Sustainability is a core value of JUC SURF. The three founders of JUC Surf have experience working with carbon fiber in manufacturing with leading companies such as Boeing and Ford and are completing PhDs in carbon fiber research at Deakin University in Australia. They realize that as carbon fiber components of airplanes, for example, reach the end of their life, carbon fiber will be headed for landfills. This concern, along with their expertise with the material and the need to keep an engineering student who would rather be at the beach to pay more attention in class, led to JUC Surf.

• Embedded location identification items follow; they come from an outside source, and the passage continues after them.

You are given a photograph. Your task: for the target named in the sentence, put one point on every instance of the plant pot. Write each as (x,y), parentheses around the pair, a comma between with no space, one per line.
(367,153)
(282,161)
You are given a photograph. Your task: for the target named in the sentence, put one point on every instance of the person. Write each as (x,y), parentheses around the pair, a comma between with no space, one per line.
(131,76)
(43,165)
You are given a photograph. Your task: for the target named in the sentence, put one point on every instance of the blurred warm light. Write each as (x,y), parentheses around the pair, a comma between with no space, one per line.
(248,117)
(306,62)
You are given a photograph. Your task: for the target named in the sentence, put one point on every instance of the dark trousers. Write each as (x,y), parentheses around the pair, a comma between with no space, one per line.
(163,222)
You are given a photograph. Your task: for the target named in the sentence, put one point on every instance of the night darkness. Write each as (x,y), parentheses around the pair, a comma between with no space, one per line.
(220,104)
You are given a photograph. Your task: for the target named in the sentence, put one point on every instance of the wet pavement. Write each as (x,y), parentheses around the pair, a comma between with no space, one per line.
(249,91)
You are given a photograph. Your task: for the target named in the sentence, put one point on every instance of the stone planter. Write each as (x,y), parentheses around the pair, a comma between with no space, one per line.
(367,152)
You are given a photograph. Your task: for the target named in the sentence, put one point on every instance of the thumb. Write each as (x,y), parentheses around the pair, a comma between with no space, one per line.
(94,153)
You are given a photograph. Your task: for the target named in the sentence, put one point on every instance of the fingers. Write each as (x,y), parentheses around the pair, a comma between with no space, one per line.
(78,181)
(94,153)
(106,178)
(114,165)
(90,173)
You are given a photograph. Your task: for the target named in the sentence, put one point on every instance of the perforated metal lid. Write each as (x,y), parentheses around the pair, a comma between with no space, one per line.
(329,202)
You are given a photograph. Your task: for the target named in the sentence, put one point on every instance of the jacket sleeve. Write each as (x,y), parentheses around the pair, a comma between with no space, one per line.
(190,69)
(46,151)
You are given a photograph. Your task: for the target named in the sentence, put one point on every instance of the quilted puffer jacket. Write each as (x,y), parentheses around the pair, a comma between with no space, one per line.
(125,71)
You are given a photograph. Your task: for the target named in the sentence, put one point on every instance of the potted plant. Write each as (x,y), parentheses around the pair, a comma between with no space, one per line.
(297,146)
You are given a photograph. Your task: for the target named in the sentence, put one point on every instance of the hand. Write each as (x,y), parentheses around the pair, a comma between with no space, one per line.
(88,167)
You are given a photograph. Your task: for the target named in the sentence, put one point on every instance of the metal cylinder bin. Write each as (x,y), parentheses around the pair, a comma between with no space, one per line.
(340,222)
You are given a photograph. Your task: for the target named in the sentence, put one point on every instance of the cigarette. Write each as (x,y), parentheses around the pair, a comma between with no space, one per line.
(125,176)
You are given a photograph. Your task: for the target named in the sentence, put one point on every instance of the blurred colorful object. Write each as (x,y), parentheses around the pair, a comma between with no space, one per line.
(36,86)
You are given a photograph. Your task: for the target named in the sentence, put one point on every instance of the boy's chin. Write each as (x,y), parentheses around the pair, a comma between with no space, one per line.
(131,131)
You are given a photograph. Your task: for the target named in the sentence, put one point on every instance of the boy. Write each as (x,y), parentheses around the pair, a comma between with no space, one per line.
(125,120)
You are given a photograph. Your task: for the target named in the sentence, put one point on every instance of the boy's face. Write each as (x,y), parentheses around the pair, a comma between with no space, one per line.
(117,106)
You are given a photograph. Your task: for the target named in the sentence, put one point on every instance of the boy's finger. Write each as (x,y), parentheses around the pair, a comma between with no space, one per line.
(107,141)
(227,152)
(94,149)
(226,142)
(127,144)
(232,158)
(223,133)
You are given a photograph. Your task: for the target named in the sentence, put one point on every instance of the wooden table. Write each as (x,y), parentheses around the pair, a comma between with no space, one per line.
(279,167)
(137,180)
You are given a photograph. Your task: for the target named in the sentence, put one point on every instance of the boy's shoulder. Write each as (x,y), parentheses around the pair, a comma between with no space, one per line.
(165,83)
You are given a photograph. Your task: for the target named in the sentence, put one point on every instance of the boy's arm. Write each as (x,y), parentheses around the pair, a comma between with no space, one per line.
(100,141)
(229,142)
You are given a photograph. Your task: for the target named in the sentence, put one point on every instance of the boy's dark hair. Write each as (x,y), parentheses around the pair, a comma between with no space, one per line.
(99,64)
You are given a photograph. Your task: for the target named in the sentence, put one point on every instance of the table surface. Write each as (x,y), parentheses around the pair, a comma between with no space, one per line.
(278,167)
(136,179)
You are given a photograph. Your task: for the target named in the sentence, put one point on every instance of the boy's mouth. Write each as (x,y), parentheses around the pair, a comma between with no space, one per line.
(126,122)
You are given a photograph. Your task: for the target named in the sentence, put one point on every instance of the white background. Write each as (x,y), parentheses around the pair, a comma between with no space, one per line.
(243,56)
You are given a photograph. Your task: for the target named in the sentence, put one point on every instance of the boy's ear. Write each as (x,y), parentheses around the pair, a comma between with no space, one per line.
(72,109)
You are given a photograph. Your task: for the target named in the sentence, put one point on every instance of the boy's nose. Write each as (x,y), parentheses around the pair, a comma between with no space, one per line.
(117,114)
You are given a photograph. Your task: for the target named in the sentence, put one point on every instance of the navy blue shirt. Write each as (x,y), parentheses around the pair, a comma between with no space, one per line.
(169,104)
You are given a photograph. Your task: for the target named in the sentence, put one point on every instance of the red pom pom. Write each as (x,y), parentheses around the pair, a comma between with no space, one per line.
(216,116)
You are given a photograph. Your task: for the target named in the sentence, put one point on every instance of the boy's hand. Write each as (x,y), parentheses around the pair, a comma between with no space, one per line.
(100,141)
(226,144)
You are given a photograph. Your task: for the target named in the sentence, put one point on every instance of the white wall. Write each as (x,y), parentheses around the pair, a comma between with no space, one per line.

Co-founder Filip Stojcevski notes that recycled carbon fiber can be bought in chopped, milled, reclaimed fibers, and tissue forms and that JUC uses all of these. “What we’ve done is literally added all of it in. We’ve added a bit of chopped fiber at a fairly high mixing ratio,” Mr. Stojcevski explained.  “We’ve got milled fiber to make the resin more tough. And then we’ve got the reclaimed fiber added in localized regions just to stiffen up here and there. We’re just using every single type of fiber that is considered recycled or waste in these boards.”

Stiffness is a concern in surfboards, and the JUC Surf team has addressed that by not simply replacing the traditional fiberglass used in the boards, but instead by working closely with suppliers to tailor the recycled carbon fiber, including shape, weave pattern and density, and surface treatment to design a product that acts like fiberglass, but is stronger and lighter.